There is no easy way out of these problems. Global markets need sophisticated firms and large firms can manage risks and survive shocks that smaller ones can’t. Civil servants do not and should not lose the right to vote when they take government jobs. The decision to favor home ownership on social and political grounds is one that politicians can properly make, and there is a lot to be said for policies that have helped millions of American families acquire substantial equity over the years.

Yet it is clear that the mix of democracy and capitalism is a dangerous if necessary brew; after decades in which we failed to think the costs and risks through, we are now suffering the consequences of policies that create dangerously perverse incentives in both political and economic spheres. Reducing damaging but popular forms of state intervention in the economy while ensuring the state retains the authority and the ability to provide the effective legal and regulatory frameworks without which no modern economy can flourish is the fiendishly difficult and delicate task which Europeans and Americans alike must now undertake.

(italics, ours)

Don't count on this Wall St. reform bill to come anywhere close to striking that fine balance.

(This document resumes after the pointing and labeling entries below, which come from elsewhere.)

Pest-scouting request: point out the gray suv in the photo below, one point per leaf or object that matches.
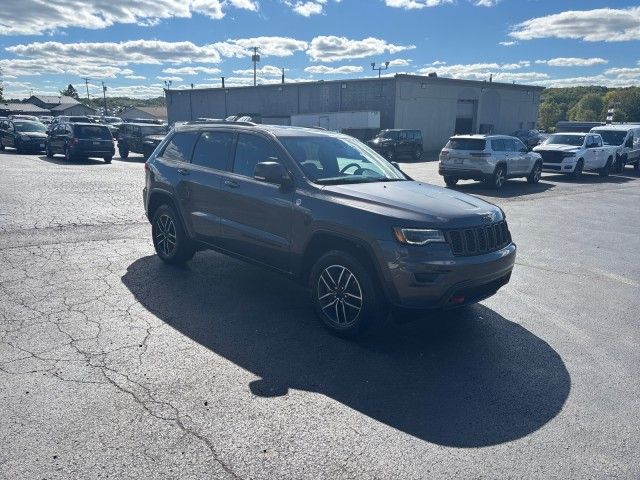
(325, 209)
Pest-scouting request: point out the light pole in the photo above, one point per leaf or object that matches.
(380, 68)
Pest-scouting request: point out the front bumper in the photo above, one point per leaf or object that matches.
(432, 277)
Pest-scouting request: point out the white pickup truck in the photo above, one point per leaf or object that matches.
(573, 153)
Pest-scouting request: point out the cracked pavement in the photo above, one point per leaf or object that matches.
(113, 365)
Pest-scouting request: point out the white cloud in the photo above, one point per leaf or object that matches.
(573, 62)
(325, 70)
(599, 25)
(191, 70)
(333, 49)
(35, 17)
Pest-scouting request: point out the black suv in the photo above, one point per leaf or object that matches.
(23, 135)
(324, 209)
(393, 144)
(140, 138)
(80, 140)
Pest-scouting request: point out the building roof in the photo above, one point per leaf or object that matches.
(55, 99)
(62, 107)
(22, 107)
(158, 112)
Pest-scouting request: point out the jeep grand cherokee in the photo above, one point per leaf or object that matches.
(327, 210)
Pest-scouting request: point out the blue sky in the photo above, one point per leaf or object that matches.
(134, 47)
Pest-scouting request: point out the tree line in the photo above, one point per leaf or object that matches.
(588, 104)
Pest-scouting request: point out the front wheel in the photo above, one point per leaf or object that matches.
(499, 177)
(577, 171)
(536, 173)
(344, 294)
(450, 181)
(170, 240)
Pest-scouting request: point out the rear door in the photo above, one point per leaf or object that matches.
(256, 216)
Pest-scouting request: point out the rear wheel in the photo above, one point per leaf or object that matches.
(604, 171)
(450, 181)
(344, 294)
(536, 173)
(499, 177)
(170, 240)
(577, 171)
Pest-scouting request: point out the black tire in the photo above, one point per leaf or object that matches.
(450, 181)
(499, 177)
(165, 227)
(606, 170)
(577, 172)
(536, 173)
(337, 280)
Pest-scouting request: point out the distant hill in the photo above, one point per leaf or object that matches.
(588, 104)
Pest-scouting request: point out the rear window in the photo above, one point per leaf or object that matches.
(89, 131)
(466, 144)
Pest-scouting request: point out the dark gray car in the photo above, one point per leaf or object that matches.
(327, 210)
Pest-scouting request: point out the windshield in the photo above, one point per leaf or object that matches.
(89, 131)
(154, 130)
(560, 139)
(612, 137)
(388, 134)
(332, 161)
(30, 127)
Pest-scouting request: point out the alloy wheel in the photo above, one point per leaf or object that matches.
(165, 235)
(340, 295)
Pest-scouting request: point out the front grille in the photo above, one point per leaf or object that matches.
(478, 240)
(551, 157)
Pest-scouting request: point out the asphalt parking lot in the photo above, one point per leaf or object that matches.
(113, 365)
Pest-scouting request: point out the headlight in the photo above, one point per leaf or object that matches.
(414, 236)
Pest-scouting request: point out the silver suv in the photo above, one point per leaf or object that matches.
(489, 158)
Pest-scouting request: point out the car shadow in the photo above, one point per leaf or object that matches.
(60, 160)
(470, 379)
(511, 188)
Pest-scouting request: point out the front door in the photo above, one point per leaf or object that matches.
(256, 216)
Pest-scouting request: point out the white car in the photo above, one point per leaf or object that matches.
(489, 158)
(626, 139)
(574, 153)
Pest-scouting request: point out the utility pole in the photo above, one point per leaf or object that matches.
(104, 96)
(86, 83)
(255, 58)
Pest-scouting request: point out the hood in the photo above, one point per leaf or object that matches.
(419, 202)
(553, 147)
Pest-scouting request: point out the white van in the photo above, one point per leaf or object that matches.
(626, 139)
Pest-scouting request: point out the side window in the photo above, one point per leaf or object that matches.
(214, 150)
(252, 150)
(497, 145)
(180, 146)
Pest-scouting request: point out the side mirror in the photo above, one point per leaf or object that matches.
(272, 172)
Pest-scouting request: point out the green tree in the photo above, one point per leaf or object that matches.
(588, 109)
(550, 114)
(70, 91)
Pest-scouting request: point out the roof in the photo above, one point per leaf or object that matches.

We hate to look like Know Nothings but really... what more do you need to know about this particular piece of legislation than the fact it was written by Chris Dodd and Barney Frank?

Look for crony capitalism and "corporatism" once hated by that near-extinct animal known as "liberal" to become further entrenched by this bill.

Our blog buddy, Harrison, has a nice round-up of quotes and goings ons from Frank and Dodd that will only prove our point, here.

P.S. The image we have been using for this series is an allegorical painting by Hendrik Gerritsz Pot circa 1940 depicting Tulip Mania which many believe to be the first speculative bubble.